Science has detected approximately 12 to 15 different types of alcoholism and 12 to 25 types of narcotic addiction. Depending upon the type of addiction, anti-addiction medications may be the only solution. The brain’s chemistry has been altered and needs re-balancing. The medicine can help do that. You would not hesitate to take medication for high blood pressure, high cholesterol, heart disease, asthma, cancer… why resist medical treatment for this disease when it can help you significantly?

Research shows that combining anti-addiction medications with evidence-based behavioral therapies is the best way to insure success for most patients. Treatment approaches tailored to address each person’s abuse patterns and co-occurring medical, psychiatric, and social problems can lead to sustained recovery and a life without addiction.

Now through either residential or outpatient treatment – depending upon the level of your addiction – Enterhealth has the science and the anti-addiction medications to get you well. Not cured. Not all diseases are curable. But we can get you day-to-day, functioning normally, guilt free, shame free, well. We can get your brain to a place where it no longer experiences the compulsive cravings, obsessive seeking, and irrational abuse.

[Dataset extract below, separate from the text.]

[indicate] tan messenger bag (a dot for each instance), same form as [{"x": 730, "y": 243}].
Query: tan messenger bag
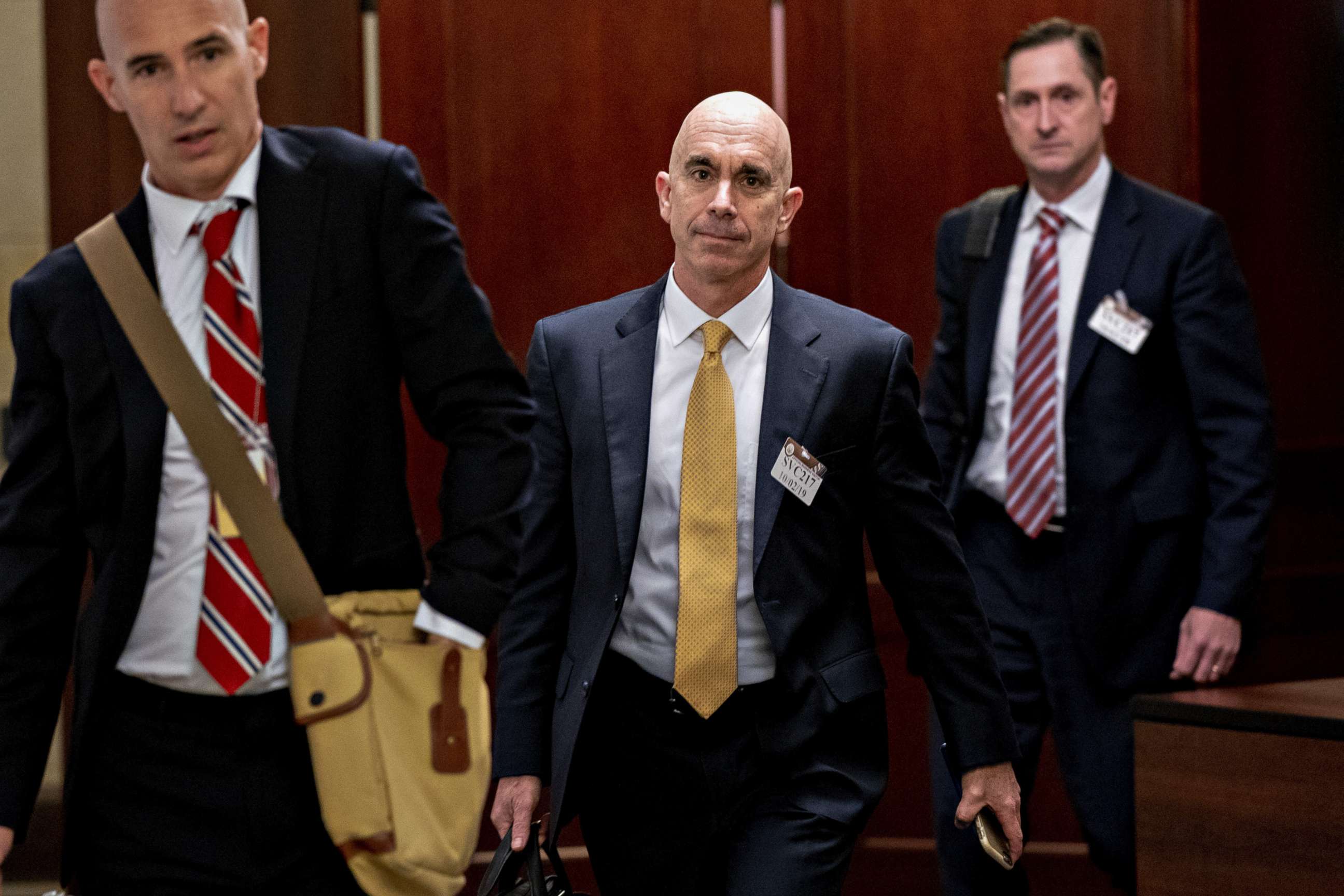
[{"x": 398, "y": 729}]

It is important to remember that addiction is a chronic and progressive disease — like diabetes, asthma, or heart disease — and can be managed successfully. Medically based treatments give people’s brains a chance to reboot, rewire, and recover most – if not all – of their functionality, counteracting addiction’s powerful disruptive effects and enabling people to regain control of their lives.

As with other chronic diseases, relapses will occur if you stop following the treatment protocols. When you stop taking your medicines, there are consequences. If you stop taking your diabetes medications, you can expect to go into a diabetic coma. When you stop taking your asthma medication, you can expect to have your breathing severely compromised. When you stop taking your heart medicine, you can expect to have a heart attack. 

And if you stop taking your anti-addiction medications before your brain has had a chance to fully heal, you can expect the cravings to come back.

Relapses do not always signal failure; rather, they are your body’s way of telling you that your treatment protocol should be reinstated or adjusted to help keep your wellness intact. If you stay on your anti-addiction medicines and let the brain fully heal, the cravings will eventually die away. Then all that’s left to do is manage your personal triggers. THAT’s where evidence-based behavioral therapies and social support groups like 12-steps come in…to help with triggers that occur in the cerebral cortex.

Behavioral therapies alone do not circumvent or negate the actual chemical reactions going on in the limbic system of your brain. That’s what the anti-addiction medicines do and why they are important to a complete recovery.